A still from THE ART OF SELF DEFENSE (2019) featuring stars Imogen Poots and Jesse Eisenberg, and others, wearing gi in a karate dojo.

Fantasia 2019 Review: THE ART OF SELF DEFENSE Kicks Toxic Masculinity With Its Fist

You see masculinity depicted onscreen a lot. Like, a lot a lot. Usually, it’s celebrated, whether through punchy-kicky action setpieces or stoic one-man-holds-in-his-tears dramas. Recently, we’ve seen the concept dissected a bit more frequently – but never before as hilariously as this. In The Art of Self-DefenseFaults writer-director Riley Stearns has lovingly crafted an exquisitely absurd satire of toxic masculinity. Small but perfectly formed, it’s one of the funniest movies of the year, cutting straight to the heart of YouTube-era neo-misogyny.
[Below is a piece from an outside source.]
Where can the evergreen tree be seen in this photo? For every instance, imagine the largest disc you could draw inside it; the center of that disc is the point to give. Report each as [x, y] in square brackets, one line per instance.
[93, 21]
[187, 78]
Jesse Eisenberg stars as Casey Davies, a scrawny, Dachshund-owning accountant who’s got a masculinity problem. Specifically, he has none of it, but desperately craves it – especially after a gang of motorcyclists beat him nearly to death. In order to plaster over his trauma and gain some assertiveness, he enrols in a karate school – but the enigmatic Sensei (Alessandro Nivola) may push him further towards manhood than he foresaw.
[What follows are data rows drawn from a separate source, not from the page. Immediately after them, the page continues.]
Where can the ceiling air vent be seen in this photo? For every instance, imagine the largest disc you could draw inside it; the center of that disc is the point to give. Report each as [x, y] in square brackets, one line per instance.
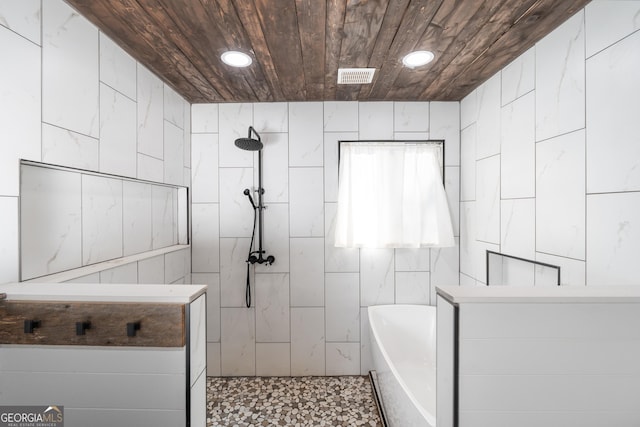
[355, 76]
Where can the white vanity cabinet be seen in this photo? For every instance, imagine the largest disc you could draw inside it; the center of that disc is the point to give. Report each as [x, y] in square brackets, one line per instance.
[548, 356]
[111, 355]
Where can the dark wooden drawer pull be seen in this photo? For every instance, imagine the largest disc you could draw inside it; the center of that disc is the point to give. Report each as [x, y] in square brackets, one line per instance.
[81, 327]
[132, 328]
[30, 325]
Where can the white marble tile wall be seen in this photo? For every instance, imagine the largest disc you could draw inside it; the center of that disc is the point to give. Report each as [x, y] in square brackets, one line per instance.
[74, 98]
[569, 174]
[42, 189]
[20, 109]
[307, 308]
[102, 228]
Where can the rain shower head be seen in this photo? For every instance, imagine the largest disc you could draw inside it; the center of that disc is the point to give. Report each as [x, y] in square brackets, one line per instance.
[248, 143]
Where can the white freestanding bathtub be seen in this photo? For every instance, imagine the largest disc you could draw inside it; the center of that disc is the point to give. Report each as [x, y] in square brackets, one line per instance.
[403, 342]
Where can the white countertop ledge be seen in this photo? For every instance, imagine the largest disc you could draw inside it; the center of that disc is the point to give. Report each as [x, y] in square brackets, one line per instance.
[542, 294]
[91, 292]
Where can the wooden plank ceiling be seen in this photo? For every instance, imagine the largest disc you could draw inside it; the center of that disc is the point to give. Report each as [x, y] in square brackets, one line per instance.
[298, 45]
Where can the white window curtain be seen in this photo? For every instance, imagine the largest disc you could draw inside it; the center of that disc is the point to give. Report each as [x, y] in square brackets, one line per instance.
[390, 195]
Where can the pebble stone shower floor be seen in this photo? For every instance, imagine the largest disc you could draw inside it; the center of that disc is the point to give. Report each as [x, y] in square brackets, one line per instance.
[291, 401]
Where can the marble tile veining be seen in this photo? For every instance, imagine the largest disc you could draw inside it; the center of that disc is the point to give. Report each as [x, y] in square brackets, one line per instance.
[301, 401]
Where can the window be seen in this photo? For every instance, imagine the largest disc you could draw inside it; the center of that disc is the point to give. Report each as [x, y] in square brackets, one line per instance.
[390, 195]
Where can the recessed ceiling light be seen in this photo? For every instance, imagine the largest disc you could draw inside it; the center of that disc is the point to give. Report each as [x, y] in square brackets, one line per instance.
[236, 59]
[417, 58]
Within minutes, it becomes clear that The Art of Self-Defense doesn’t quite take place in our world. It takes place in a world even more hyper-masculinised than our own: where radio broadcasts make regular friendly suggestions of carrying guns, where men’s magazines are simple catalogues of boob pictures, and where answering machines take an exasperated tone with their owners. Stearns’ dialogue often intentionally overexplains characters’ thought processes, exposing their inherent ridiculousness, and his camera stands back as a quiet observer. It’s fantastic.

This continues into the karate school, where most of the movie takes place. The Art of Self-Defense paints a deliberately cartoonish picture of karate and karate culture, magnifying its sense of self-importance and its reverence toward hand-to-hand violence. Casey’s path through the school – topping out at yellow belt, the second-lowest level, around which he obsessively builds his new identity – is hilarious and sad, in the way that men buying bulk lots of penis-enlargement pills is hilarious and sad. His overcorrection towards masculinity turns him into an equally awkward funhouse-mirror version of himself, so manly that he refuses to pat his dog lest it become too “coddled.”

“Pain is weakness leaving the body” has nothing on the macho bullshit found here.

As the film progresses, the comedy turns considerably darker. Story developments push the tone toward a far more pointed and savage takedown of toxic masculinity than the playful first half would suggest. Though the twists aren’t necessarily shocking – and don’t even really surprise the characters, deep down – they’re extremely uncomfortable to watch. We laugh even as we squirm, as Casey starts (with Sensei’s encouragement) to lose control of his emotions. For those familiar with the parlance of Men’s-Rights Assholes, there are plentiful jokes at their worldview’s expense.

No comedy this nuanced could ever succeed without absolute consistency in the cast, and Stearns marshals his cast to subtle and uniformly excellent comic performances. Eisenberg makes possibly the best-ever use of his nerdy physique here, amplifying both Casey’s initial timidity and the ludicrous, terrifying nature of his more masculine self. Imogen Poots, as the sole female member of the karate class, communicates a fierce compassion underneath her machismo-calloused exterior. And Nivola, in a magnificent deadpan turn, is equally magnetic and repulsive as the charismatic asshole Sensei. The entire cast, from leading roles to bit parts, is on the same page, helping the script sing.

Many people have compared The Art of Self-Defense to Fight Club, and it’s easy to see the similarities on the surface. Both follow dweeby office slaves along their paths to masculine self-actualisation. Both feature heavily-violent secret clubs with strict rules. Neither has more than one notable female character. But where Fight Club falls victim to its own indulgence in the very ideas it’s trying to satirise, The Art of Self-Defense keeps its sights fixated on its thematic mission. Dudebros won’t be championing this movie as a celebration of Man Culture; every scene either openly mocks it or specifically illustrates it as destructive. What’s more, the violence in the film is specifically targeted at helpless or near-helpless individuals. For a movie centred on karate, there aren’t really many fights – just beatings – and it’s all the better for it.

Not everyone will jam as hard on The Art of Self-Defense as I did. It’s a profoundly strange movie at times, and viewers who insist upon believable character motivations will be left wanting. But this movie exists in a heightened state of absurdity – all the better to deliver both its terrific jokes, and its commentary on strength, weakness, and the perception thereof. It’ll punch a hole in your face, and only laughter will come out.